To go along with the unit, my classroom centers included a zoo puzzle, a banana file folder game to practice counting, and my sensory table had a base of beans & noodles with some small plastic zoo animals and nets thrown in.

One of the best parts of the week was an afternoon language activity we did where the kids got to act out a story we read. They loved it so much we actually ended up doing it again later in the week with a different story. The first story we did was 5 Little Monkeys Jumping on the Bed. This was a very easy activity, since the story is extremely simple and repetitive. First I read the story to the group, then I chose 5 kids to be monkeys, and the others got to be the doctors. The kids acted out the story as I read it aloud again. They had a blast getting to jump up and down and shake their fingers at each other (in a friendly way). The second story we did was a bit more challenging for the kids, as it was longer and had a lot more detail. We read and acted out Caps for Sale.
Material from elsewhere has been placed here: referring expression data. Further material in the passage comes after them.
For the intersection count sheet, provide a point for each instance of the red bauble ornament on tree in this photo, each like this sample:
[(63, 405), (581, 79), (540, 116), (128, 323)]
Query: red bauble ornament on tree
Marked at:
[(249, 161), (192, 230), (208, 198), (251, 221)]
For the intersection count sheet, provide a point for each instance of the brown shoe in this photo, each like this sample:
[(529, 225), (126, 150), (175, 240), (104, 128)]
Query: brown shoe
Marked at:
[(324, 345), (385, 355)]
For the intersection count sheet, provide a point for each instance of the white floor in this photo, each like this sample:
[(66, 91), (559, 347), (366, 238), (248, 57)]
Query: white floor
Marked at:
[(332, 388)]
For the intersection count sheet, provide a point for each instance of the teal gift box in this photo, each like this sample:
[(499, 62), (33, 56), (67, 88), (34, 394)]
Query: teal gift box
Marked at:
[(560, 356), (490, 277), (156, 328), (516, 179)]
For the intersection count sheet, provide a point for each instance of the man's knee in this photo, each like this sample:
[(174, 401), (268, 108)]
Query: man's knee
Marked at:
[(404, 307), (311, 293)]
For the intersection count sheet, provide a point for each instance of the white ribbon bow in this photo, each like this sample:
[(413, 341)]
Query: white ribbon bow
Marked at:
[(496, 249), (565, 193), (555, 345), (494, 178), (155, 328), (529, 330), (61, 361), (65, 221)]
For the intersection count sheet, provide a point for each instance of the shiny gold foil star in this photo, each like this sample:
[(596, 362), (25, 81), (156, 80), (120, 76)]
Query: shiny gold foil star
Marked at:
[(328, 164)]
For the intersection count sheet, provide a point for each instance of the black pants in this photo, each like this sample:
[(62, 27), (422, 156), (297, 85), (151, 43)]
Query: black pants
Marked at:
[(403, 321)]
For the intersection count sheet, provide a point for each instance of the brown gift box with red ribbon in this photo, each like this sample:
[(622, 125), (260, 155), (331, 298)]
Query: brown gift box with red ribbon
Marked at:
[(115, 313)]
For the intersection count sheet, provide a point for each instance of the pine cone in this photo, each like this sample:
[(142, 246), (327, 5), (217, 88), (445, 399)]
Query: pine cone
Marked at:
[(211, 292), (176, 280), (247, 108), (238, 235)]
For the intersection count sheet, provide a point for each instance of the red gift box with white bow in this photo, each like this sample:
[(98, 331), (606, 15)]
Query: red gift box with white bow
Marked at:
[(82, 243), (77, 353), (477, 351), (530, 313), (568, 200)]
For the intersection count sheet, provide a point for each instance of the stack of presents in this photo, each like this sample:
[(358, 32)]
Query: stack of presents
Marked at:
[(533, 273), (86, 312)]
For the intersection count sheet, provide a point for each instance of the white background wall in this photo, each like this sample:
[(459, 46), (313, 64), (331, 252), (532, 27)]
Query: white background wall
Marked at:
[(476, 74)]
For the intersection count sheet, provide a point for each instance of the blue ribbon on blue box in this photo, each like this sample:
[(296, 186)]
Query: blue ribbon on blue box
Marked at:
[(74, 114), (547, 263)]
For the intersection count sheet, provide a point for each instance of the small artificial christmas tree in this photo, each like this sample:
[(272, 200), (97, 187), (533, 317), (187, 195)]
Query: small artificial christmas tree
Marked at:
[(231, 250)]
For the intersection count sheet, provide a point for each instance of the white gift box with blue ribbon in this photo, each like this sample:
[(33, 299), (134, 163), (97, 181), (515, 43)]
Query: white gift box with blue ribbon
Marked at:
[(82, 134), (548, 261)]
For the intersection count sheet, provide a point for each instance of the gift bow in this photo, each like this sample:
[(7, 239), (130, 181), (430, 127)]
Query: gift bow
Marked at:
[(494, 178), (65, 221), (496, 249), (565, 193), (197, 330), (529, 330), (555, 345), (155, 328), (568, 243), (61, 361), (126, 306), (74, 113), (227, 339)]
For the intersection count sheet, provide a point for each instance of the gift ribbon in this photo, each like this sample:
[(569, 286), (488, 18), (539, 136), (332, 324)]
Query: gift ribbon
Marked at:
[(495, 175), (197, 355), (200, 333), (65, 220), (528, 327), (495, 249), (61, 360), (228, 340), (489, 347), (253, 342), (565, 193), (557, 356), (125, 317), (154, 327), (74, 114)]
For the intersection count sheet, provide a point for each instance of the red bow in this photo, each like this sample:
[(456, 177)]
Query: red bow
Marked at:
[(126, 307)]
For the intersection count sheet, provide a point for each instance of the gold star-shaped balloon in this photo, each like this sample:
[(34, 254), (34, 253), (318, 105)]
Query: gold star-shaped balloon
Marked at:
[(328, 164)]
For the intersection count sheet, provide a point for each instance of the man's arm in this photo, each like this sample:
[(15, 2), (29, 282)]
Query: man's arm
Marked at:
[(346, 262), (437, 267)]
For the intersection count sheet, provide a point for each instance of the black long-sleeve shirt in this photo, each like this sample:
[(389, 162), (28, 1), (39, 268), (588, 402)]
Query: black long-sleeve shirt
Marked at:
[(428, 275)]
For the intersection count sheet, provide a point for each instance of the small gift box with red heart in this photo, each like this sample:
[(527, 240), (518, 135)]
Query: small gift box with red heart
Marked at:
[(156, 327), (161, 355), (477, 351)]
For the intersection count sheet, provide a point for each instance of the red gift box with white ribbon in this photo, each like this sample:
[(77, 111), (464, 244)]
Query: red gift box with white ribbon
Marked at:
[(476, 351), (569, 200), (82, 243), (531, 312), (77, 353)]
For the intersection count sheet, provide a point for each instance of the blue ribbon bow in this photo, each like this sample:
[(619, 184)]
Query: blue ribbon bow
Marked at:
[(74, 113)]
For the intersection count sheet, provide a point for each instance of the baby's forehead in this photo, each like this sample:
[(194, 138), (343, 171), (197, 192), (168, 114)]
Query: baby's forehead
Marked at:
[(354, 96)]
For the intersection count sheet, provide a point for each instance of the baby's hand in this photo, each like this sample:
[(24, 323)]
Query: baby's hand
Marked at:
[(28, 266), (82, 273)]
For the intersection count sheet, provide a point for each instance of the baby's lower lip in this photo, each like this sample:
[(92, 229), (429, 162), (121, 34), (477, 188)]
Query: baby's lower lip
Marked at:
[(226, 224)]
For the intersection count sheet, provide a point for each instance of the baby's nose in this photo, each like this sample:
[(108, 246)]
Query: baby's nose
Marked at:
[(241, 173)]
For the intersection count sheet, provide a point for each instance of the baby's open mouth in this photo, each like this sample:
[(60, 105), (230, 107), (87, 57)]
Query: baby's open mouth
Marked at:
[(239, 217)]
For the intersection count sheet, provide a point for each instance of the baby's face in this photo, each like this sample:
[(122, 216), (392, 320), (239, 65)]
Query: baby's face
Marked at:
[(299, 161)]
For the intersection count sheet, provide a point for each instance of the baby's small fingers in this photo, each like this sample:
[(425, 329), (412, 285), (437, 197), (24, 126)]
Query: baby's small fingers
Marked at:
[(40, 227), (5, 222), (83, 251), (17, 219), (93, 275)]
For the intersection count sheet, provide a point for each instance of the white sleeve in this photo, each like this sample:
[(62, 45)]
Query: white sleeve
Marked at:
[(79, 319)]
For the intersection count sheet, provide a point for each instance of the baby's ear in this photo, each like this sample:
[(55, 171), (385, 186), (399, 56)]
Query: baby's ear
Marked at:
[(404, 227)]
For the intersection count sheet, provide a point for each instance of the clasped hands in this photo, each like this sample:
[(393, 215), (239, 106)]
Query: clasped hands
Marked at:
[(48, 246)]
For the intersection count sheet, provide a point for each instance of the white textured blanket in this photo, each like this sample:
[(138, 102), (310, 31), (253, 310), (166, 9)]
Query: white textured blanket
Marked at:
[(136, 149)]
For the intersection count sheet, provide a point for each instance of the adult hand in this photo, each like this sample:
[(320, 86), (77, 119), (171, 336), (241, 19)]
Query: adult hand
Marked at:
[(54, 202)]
While we definitely had fun, I would recommend doing this only with a small group of 3-year olds, or saving it for an older age.

Monkeys and Gorillas is a pretty open theme; there are endless opportunities for pretend play, and the art projects were all unique; but hands down, my favorite thing was watching the kids get so into the stories we read. Letting them play around and act like monkeys was fun, but seeing them comprehend and recall the story plot was very satisfying as a teacher. At 3, it's not always easy for kids to recall the details or sequence of a story, especially if it's something that doesn't interest them, so acting it out and letting them be loud and playful was a cool way to encourage their learning.

...Plus, I got to jump around and act like a monkey, too!